Let us test this with a data set which ships with MATLAB: quake.mat. This is a data set with accelerometer data from an earthquake in California.

load quake

Find digit statistics

stat(1:9) = 0;
for i = 1:length(v)
    string = sprintf('%0.5e', abs(v(i)));
    firstDigit = str2double(string(1));
    switch firstDigit
        case 1
            stat(1) = stat(1) +1;
        case 2
            stat(2) = stat(2) +1;
        case 3
            stat(3) = stat(3) +1;
        case 4
            stat(4) = stat(4) +1;
        case 5
            stat(5) = stat(5) +1;
        case 6
            stat(6) = stat(6) +1;
        case 7
            stat(7) = stat(7) +1;
        case 8
            stat(8) = stat(8) +1;
        case 9
            stat(9) = stat(9) +1;
    end
end

Plot results

statPercent = stat / sum(v ~= 0);  %only use non-zero numbers for stats
bar(statPercent);
grid on;
xlabel('First digit');
ylabel('Percent');

How this is used

This is one test that is done to test if a data set is real or fabricated.
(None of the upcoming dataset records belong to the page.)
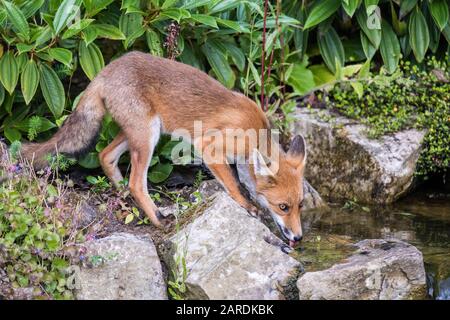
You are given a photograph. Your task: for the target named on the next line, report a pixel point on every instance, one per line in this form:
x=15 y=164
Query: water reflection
x=419 y=220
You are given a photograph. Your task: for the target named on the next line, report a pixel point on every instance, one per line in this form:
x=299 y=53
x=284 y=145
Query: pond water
x=420 y=219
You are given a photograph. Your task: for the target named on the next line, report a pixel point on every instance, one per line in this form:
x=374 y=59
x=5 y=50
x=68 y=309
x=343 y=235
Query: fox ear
x=261 y=168
x=297 y=151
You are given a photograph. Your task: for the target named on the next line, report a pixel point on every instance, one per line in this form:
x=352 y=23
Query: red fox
x=148 y=96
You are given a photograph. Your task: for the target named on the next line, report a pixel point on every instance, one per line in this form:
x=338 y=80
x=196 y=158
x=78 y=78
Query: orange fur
x=147 y=95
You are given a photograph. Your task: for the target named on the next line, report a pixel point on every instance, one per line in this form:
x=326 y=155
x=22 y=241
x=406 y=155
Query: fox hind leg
x=220 y=168
x=109 y=158
x=144 y=139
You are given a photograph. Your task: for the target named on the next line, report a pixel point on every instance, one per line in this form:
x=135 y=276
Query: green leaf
x=389 y=47
x=9 y=72
x=321 y=10
x=419 y=36
x=154 y=43
x=76 y=28
x=2 y=94
x=17 y=19
x=95 y=6
x=219 y=63
x=91 y=59
x=12 y=134
x=331 y=48
x=176 y=14
x=232 y=25
x=205 y=19
x=29 y=80
x=62 y=55
x=440 y=12
x=301 y=79
x=236 y=55
x=350 y=6
x=374 y=35
x=52 y=90
x=322 y=75
x=192 y=4
x=224 y=5
x=89 y=35
x=108 y=31
x=30 y=8
x=160 y=172
x=66 y=12
x=406 y=6
x=359 y=89
x=168 y=3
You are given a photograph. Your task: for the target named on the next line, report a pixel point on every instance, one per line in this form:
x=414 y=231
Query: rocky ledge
x=378 y=270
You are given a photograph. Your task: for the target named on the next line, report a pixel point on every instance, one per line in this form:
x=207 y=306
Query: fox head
x=281 y=191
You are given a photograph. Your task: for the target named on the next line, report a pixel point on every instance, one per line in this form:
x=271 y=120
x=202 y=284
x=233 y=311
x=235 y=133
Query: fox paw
x=165 y=222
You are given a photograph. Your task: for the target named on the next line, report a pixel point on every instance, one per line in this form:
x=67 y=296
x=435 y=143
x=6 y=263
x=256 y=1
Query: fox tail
x=76 y=136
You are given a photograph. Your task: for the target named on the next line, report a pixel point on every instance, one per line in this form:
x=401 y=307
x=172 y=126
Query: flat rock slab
x=311 y=198
x=343 y=163
x=228 y=255
x=379 y=270
x=125 y=267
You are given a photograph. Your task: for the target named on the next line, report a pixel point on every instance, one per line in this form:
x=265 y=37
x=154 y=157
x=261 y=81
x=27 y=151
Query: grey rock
x=379 y=270
x=128 y=269
x=230 y=255
x=343 y=163
x=312 y=199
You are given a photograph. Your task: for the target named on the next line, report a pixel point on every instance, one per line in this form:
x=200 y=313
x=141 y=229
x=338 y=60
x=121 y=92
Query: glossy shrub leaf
x=350 y=6
x=419 y=36
x=109 y=32
x=17 y=18
x=406 y=6
x=331 y=48
x=76 y=28
x=236 y=55
x=301 y=79
x=321 y=10
x=9 y=72
x=219 y=63
x=374 y=35
x=154 y=43
x=61 y=55
x=31 y=7
x=205 y=19
x=2 y=94
x=91 y=59
x=66 y=12
x=52 y=90
x=12 y=134
x=89 y=161
x=29 y=80
x=440 y=12
x=160 y=172
x=95 y=6
x=389 y=47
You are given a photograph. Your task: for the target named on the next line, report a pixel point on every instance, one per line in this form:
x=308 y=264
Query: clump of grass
x=413 y=97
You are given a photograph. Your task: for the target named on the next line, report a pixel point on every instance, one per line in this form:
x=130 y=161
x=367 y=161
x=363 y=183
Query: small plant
x=38 y=228
x=99 y=183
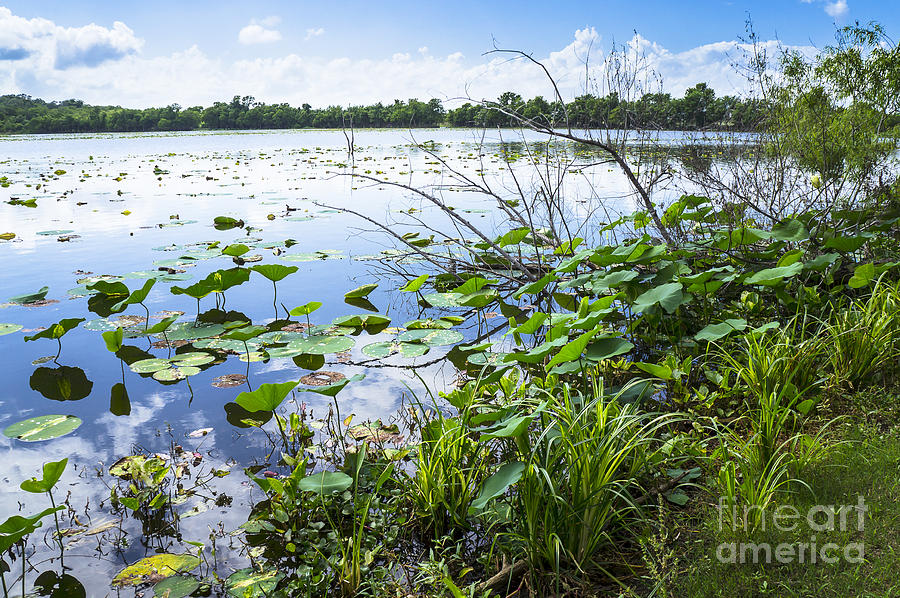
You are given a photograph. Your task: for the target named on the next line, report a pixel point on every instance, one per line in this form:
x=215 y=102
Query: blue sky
x=155 y=53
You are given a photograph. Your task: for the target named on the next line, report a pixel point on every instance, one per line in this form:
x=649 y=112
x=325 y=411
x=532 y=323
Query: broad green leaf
x=274 y=272
x=113 y=339
x=668 y=296
x=326 y=482
x=415 y=284
x=714 y=332
x=862 y=276
x=499 y=483
x=52 y=471
x=265 y=398
x=773 y=276
x=306 y=308
x=155 y=568
x=56 y=331
x=658 y=371
x=362 y=291
x=43 y=427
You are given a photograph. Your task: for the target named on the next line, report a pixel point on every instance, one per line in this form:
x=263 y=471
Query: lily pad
x=250 y=583
x=176 y=373
x=178 y=586
x=43 y=427
x=155 y=568
x=9 y=328
x=323 y=345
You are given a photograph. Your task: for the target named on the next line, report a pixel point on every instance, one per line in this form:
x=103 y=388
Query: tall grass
x=863 y=341
x=584 y=478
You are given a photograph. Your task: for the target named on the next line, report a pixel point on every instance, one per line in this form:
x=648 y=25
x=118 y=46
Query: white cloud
x=836 y=9
x=193 y=77
x=44 y=43
x=257 y=33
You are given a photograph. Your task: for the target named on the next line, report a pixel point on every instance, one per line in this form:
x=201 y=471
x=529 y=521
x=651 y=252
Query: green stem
x=62 y=549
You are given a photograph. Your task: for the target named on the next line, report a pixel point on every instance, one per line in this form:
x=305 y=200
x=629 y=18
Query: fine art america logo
x=786 y=518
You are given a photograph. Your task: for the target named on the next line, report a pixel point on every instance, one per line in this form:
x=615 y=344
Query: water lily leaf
x=862 y=276
x=331 y=390
x=43 y=427
x=119 y=403
x=773 y=276
x=150 y=366
x=30 y=297
x=250 y=583
x=193 y=358
x=306 y=308
x=265 y=398
x=274 y=272
x=605 y=348
x=415 y=284
x=51 y=473
x=498 y=483
x=362 y=291
x=155 y=568
x=714 y=332
x=188 y=331
x=668 y=296
x=443 y=299
x=9 y=328
x=235 y=250
x=177 y=586
x=239 y=417
x=53 y=585
x=64 y=383
x=323 y=345
x=175 y=373
x=326 y=482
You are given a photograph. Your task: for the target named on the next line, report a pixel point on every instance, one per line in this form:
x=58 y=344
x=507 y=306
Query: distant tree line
x=699 y=109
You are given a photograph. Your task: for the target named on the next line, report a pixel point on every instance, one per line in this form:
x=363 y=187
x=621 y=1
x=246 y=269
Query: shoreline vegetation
x=660 y=386
x=699 y=110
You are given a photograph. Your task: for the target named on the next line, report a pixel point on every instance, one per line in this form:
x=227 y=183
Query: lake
x=131 y=207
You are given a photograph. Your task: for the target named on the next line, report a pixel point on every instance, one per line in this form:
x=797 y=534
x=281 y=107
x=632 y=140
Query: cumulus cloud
x=193 y=77
x=49 y=45
x=257 y=32
x=834 y=8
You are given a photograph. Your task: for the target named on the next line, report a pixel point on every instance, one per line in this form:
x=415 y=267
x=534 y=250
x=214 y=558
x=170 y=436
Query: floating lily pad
x=149 y=366
x=9 y=328
x=178 y=586
x=444 y=299
x=188 y=331
x=175 y=373
x=229 y=380
x=194 y=358
x=322 y=345
x=43 y=427
x=155 y=568
x=250 y=583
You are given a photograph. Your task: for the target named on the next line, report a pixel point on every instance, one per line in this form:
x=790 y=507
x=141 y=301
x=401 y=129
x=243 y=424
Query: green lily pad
x=178 y=586
x=322 y=345
x=189 y=331
x=43 y=427
x=30 y=297
x=149 y=366
x=154 y=568
x=193 y=359
x=9 y=328
x=175 y=373
x=444 y=299
x=250 y=583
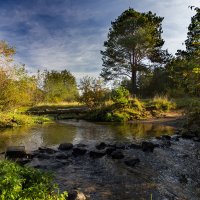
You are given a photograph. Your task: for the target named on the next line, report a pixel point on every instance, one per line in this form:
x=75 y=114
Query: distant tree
x=93 y=92
x=185 y=68
x=60 y=86
x=134 y=44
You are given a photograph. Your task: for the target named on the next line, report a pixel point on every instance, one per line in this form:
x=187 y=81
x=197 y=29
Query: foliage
x=12 y=119
x=133 y=39
x=161 y=103
x=93 y=92
x=59 y=86
x=184 y=69
x=120 y=95
x=18 y=183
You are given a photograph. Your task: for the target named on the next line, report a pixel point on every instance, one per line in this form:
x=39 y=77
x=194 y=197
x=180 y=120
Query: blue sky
x=69 y=34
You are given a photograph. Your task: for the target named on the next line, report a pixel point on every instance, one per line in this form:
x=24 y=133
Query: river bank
x=165 y=167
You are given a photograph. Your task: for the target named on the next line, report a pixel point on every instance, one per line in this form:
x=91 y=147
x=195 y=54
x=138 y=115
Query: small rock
x=148 y=146
x=79 y=151
x=97 y=154
x=183 y=179
x=43 y=156
x=61 y=156
x=196 y=139
x=65 y=146
x=120 y=146
x=14 y=152
x=135 y=146
x=166 y=137
x=132 y=162
x=109 y=150
x=101 y=146
x=46 y=150
x=76 y=195
x=117 y=154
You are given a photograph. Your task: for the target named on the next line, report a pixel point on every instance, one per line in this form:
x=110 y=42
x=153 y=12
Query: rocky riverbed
x=166 y=167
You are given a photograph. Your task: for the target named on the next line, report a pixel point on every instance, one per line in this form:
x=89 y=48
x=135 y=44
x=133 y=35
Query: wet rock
x=46 y=150
x=117 y=154
x=14 y=152
x=135 y=146
x=65 y=146
x=79 y=151
x=61 y=156
x=166 y=137
x=186 y=134
x=81 y=145
x=196 y=139
x=97 y=154
x=109 y=150
x=166 y=143
x=132 y=162
x=120 y=146
x=183 y=179
x=76 y=195
x=23 y=161
x=101 y=146
x=148 y=146
x=43 y=156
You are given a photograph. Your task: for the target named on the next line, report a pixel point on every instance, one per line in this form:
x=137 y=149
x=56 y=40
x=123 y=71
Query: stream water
x=166 y=174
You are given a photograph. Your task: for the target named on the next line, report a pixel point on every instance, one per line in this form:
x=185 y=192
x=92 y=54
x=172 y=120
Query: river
x=169 y=173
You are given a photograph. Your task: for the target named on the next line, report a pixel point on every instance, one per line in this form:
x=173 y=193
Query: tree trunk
x=133 y=81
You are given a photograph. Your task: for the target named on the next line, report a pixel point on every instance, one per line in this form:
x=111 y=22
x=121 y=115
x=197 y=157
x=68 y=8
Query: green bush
x=120 y=95
x=19 y=183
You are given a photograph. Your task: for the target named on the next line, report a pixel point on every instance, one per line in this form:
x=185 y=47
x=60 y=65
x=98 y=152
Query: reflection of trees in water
x=54 y=134
x=139 y=130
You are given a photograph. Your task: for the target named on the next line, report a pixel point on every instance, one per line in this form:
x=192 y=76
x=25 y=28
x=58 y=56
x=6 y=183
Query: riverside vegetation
x=167 y=77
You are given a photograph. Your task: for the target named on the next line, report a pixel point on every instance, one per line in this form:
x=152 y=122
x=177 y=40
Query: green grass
x=19 y=183
x=15 y=119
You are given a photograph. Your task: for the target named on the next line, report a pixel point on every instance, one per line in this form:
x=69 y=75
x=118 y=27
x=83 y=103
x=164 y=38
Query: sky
x=69 y=34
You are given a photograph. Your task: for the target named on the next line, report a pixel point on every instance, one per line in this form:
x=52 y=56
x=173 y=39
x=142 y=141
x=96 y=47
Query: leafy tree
x=60 y=86
x=93 y=92
x=185 y=68
x=134 y=43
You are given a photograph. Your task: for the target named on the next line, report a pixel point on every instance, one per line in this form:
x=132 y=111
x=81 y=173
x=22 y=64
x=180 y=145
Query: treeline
x=19 y=88
x=133 y=53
For example, if you collect all the numbers on a federal income tax return, it should also obey Benford's Law.

How would you use MATLAB to calculate these statistics?

As is typical with MATLAB, there are many ways to derive the same answer:

  • What MATLAB commands would you use to analyze the first digit of numbers in a data set?
  • Does Benford's Law apply to a data set you have (or not)? Show us your results here.